Threading in Python

It depends on what you're trying to do, but I'm partial to just using the threading module in the standard library because it makes it really easy to take any function and just run it in a separate thread.

from threading import Thread

def f():
    ...

def g(arg1, arg2, arg3=None):
    ....

Thread(target=f).start()
Thread(target=g, args=[5, 6], kwargs={"arg3": 12}).start()

And so on. I often have a producer/consumer setup using a synchronized queue provided by the Queue module

from Queue import Queue
from threading import Thread

q = Queue()
def consumer():
    while True:
        print sum(q.get())

def producer(data_source):
    for line in data_source:
        q.put( map(int, line.split()) )

Thread(target=producer, args=[SOME_INPUT_FILE_OR_SOMETHING]).start()
for i in range(10):
    Thread(target=consumer).start()

You've already gotten a fair variety of answers, from "fake threads" all the way to external frameworks, but I've seen nobody mention Queue.Queue -- the "secret sauce" of CPython threading.

To expand: as long as you don't need to overlap pure-Python CPU-heavy processing (in which case you need multiprocessing -- but it comes with its own Queue implementation, too, so you can with some needed cautions apply the general advice I'm giving;-), Python's built-in threading will do... but it will do it much better if you use it advisedly, e.g., as follows.

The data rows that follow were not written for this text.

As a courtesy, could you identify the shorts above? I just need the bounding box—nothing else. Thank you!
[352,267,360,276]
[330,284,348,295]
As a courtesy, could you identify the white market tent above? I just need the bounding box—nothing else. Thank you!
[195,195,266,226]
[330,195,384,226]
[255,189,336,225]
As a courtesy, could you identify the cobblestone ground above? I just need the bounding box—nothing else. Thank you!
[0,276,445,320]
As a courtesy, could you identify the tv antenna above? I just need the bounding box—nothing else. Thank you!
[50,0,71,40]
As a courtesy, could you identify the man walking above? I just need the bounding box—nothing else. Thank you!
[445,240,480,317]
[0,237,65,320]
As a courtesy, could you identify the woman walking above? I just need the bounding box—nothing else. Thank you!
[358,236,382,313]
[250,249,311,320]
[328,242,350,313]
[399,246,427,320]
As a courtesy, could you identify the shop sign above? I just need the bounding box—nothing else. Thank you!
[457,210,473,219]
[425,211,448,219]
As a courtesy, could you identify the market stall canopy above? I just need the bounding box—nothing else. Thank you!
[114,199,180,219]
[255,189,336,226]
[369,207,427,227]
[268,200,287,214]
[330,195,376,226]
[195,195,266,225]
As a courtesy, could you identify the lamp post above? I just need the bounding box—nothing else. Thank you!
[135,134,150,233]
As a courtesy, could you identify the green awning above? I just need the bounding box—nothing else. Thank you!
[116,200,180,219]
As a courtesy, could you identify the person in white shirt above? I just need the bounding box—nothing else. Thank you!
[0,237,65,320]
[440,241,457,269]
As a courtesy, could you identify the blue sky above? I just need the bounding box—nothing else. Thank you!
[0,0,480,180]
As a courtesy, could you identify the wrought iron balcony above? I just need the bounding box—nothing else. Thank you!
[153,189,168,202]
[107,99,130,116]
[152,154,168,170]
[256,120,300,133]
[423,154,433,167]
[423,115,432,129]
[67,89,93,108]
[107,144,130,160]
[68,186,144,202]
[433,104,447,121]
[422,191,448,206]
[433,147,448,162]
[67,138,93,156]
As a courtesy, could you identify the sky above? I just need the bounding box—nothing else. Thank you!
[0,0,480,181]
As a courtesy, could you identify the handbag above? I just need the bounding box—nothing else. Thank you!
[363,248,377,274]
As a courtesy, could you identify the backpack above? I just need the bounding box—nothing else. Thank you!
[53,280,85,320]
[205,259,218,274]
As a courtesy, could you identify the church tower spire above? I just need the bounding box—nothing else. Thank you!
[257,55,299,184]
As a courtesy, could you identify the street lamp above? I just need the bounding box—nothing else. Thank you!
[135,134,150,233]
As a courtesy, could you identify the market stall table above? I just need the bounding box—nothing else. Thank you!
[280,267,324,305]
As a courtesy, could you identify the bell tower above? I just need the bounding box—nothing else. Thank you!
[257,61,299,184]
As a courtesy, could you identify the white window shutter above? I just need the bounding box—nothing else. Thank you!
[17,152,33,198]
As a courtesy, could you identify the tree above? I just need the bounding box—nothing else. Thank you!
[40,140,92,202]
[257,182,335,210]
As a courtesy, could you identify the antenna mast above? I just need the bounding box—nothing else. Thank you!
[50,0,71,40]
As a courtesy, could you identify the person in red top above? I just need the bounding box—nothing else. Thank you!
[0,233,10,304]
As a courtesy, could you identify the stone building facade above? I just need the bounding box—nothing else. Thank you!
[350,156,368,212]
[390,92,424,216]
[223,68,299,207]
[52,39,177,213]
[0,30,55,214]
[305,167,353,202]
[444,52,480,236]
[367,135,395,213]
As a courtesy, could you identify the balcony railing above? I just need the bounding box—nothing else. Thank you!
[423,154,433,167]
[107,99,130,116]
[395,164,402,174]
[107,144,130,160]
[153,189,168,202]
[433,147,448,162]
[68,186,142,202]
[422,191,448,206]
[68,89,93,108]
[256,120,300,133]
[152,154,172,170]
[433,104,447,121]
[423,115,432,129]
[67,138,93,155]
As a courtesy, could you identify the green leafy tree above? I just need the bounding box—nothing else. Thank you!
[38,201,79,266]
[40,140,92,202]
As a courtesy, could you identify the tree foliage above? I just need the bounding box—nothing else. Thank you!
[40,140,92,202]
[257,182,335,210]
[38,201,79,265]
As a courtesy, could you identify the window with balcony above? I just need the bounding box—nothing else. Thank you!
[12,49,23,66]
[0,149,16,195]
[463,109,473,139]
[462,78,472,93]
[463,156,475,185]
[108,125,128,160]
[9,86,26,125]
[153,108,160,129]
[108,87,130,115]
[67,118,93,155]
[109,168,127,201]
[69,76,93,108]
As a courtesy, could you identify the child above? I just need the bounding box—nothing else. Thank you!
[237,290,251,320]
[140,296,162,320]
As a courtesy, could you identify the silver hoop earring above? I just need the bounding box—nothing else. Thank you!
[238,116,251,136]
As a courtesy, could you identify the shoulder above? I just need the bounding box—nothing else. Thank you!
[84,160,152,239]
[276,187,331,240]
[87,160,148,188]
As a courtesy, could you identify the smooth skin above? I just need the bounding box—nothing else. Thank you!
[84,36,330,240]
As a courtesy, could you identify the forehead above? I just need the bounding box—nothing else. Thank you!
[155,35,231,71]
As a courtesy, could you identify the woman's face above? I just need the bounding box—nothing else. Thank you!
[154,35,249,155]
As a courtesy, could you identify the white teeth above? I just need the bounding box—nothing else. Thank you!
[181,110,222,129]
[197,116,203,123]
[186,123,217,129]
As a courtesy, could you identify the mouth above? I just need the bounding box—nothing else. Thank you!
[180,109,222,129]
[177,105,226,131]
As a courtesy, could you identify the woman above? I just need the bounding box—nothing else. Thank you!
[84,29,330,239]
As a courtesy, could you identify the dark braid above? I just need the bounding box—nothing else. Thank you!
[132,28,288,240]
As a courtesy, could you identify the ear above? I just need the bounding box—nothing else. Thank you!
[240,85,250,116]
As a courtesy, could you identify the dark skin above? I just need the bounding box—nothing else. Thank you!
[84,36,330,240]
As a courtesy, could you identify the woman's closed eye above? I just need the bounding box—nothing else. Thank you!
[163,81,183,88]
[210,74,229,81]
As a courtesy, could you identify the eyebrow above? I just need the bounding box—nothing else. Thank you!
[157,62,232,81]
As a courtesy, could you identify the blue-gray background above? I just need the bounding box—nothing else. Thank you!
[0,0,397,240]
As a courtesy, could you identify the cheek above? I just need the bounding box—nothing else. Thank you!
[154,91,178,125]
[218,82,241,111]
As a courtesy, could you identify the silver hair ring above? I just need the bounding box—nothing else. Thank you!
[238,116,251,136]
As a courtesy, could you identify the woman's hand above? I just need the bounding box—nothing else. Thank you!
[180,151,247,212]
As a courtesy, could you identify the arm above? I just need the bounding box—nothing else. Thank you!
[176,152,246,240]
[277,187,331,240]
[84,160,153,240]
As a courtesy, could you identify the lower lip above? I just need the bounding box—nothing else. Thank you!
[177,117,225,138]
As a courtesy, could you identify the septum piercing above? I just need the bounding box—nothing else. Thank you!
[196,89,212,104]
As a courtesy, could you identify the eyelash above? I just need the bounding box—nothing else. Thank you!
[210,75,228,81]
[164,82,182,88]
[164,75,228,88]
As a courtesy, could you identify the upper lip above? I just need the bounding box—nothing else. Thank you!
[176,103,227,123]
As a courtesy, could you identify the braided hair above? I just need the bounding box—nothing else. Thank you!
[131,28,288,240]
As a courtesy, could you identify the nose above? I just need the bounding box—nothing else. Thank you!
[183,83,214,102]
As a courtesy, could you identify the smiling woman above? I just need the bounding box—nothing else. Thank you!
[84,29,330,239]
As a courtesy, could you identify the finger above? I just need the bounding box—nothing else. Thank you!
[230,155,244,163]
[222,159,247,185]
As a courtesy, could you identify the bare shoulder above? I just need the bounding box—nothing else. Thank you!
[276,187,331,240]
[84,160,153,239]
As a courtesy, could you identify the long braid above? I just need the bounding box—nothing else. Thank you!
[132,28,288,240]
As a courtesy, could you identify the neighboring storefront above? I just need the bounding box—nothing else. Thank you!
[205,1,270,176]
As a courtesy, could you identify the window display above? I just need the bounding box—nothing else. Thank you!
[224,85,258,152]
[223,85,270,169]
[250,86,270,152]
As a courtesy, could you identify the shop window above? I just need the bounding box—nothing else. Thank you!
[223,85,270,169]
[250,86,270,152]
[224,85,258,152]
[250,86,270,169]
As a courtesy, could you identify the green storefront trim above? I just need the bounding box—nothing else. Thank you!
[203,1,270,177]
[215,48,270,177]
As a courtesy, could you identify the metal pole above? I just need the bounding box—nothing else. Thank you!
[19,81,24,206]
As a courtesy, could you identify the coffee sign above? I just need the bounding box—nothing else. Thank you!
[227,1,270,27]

"Forget" shared memory, supposedly the main plus of threading vs multiprocessing -- it doesn't work well, it doesn't scale well, never has, never will. Use shared memory only for data structures that are set up once before you spawn sub-threads and never changed afterwards -- for everything else, make a single thread responsible for that resource, and communicate with that thread via Queue.

Devote a specialized thread to every resource you'd normally think to protect by locks: a mutable data structure or cohesive group thereof, a connection to an external process (a DB, an XMLRPC server, etc), an external file, etc, etc. Get a small thread pool going for general purpose tasks that don't have or need a dedicated resource of that kind -- don't spawn threads as and when needed, or the thread-switching overhead will overwhelm you.

Communication between two threads is always via Queue.Queue -- a form of message passing, the only sane foundation for multiprocessing (besides transactional-memory, which is promising but for which I know of no production-worthy implementations except In Haskell).

Each dedicated thread managing a single resource (or small cohesive set of resources) listens for requests on a specific Queue.Queue instance. Threads in a pool wait on a single shared Queue.Queue (Queue is solidly threadsafe and won't fail you in this).

Threads that just need to queue up a request on some queue (shared or dedicated) do so without waiting for results, and move on. Threads that eventually DO need a result or confirmation for a request queue a pair (request, receivingqueue) with an instance of Queue.Queue they just made, and eventually, when the response or confirmation is indispensable in order to proceed, they get (waiting) from their receivingqueue. Be sure you're ready to get error-responses as well as real responses or confirmations (Twisted's deferreds are great at organizing this kind of structured response, BTW!).

You can also use Queue to "park" instances of resources which can be used by any one thread but never be shared among multiple threads at one time (DB connections with some DBAPI compoents, cursors with others, etc) -- this lets you relax the dedicated-thread requirement in favor of more pooling (a pool thread that gets from the shared queue a request needing a queueable resource will get that resource from the apppropriate queue, waiting if necessary, etc etc).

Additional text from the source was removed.